Na específica discussão constitucional sobre competência originária em matéria penal, deve-se fixá-la a partir do fato ocorrido. Essa premissa é inarredável, sob pena de hoje se entender diferente do que se entendeu em 2018 e, daqui a poucos anos, voltar a se entender diferente em nova formação do Supremo. Há tempo se luta contra o que o atual presidente da Corte alcunhou de “elevador processual”, a depender do cargo ou função exercida por alguém: deputado, senador, governador, ou outra situação a tornar fluido o exercício da competência, como cassação de mandato ou renúncia. A flexibilidade na assunção de cargos públicos, antes ou depois do fato investigado, não tem como condicionar o exercício da atividade jurisdicional que se fixa no momento do crime.

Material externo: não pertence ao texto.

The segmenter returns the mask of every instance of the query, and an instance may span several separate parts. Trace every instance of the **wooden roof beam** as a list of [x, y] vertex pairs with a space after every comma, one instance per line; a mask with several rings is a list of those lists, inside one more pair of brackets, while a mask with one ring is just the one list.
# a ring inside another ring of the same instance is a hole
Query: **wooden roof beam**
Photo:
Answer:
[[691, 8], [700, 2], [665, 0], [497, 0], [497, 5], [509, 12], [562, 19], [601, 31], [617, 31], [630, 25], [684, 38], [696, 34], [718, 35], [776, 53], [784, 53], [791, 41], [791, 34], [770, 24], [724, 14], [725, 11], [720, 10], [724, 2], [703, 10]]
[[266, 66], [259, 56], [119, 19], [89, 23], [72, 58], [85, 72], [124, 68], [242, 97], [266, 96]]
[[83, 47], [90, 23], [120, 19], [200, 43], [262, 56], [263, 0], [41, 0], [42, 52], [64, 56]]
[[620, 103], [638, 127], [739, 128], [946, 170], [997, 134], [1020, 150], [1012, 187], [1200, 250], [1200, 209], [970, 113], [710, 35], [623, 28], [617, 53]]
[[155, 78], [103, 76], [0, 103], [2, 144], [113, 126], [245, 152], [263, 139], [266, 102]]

Em matéria de jurisdição penal originária, como diria – ironicamente, um arquiteto – Mies van der Rohe –, menos é mais. A restrição da competência, no tempo e em função de pessoas, propicia mais funcionalidade. É de um Supremo Tribunal Federal que controle a constitucionalidade das leis e contenha os arroubos antidemocráticos vindos muitas vezes de outros Poderes que o País precisa, não de um Supremo Tribunal Penal forte em aparência, mas disfuncional na essência.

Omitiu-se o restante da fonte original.